Fantastyczny tercet ofensywny Paris Saint Germain błyszczał w pierwszej połowie półfinału Ligi Mistrzów przeciwko Manchesterowi City. Kylian Mbappe swoim dryblingami momentami ośmieszał rywali. Każdy kontakt z piłką Neymara czy Angela Di Marii powodował alarm w szeregach angielskiego zespołu.
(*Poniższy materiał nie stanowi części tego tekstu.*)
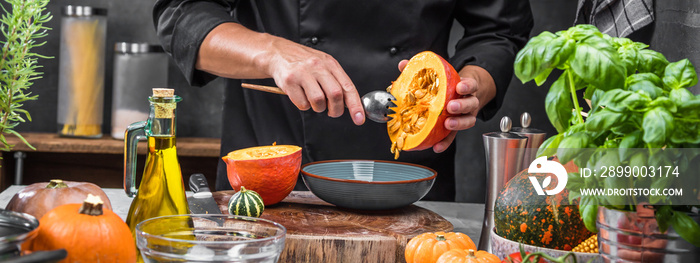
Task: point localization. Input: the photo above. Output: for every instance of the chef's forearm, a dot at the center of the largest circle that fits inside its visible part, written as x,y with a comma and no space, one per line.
233,51
486,90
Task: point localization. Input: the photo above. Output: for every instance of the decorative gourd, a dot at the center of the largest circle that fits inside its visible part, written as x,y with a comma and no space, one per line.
422,92
246,203
271,171
590,245
38,198
467,256
88,232
548,221
427,247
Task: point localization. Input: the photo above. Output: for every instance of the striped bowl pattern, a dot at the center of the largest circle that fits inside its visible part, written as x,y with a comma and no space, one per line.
366,184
Zwieńczeniem przewagi PSG było uderzenie Marquinhosa, który po dośrodkowaniu z rzutu rożnego Argentyńczyka zdobył pierwszego gola spotkania. Paryżanie mieli - zdawało się - wszystko pod kontrolą, a trener Pep Guardiola zżymał się przy linii bocznej obserwując wydarzenia na murawie.
What. A. Game!
— UEFA Champions League (@ChampionsLeague) April 28, 2021
⏰⚽️1⃣5⃣ Marquinhos
⏰⚽️6⃣4⃣ De Bruyne
⏰⚽️7⃣1⃣ Mahrez
Comeback complete for Manchester City ✅#UCL pic.twitter.com/4S40S8jac0
Wszystko odmieniło się jak za dotknięciem czarodziejskiej różdżki w drugiej połowie. Najpierw Keylor Navas, będący dotychczas opoką w bramce, wpuścił do siatki piłkę kopniętą przez Kevina De Bruyne. Belgisjki pomocnik Manchesteru City chciał dośrodkować w pole karne, ale futbolówka nie dotknięta przez żadnego z zawodników zaskoczyła obronę PSG.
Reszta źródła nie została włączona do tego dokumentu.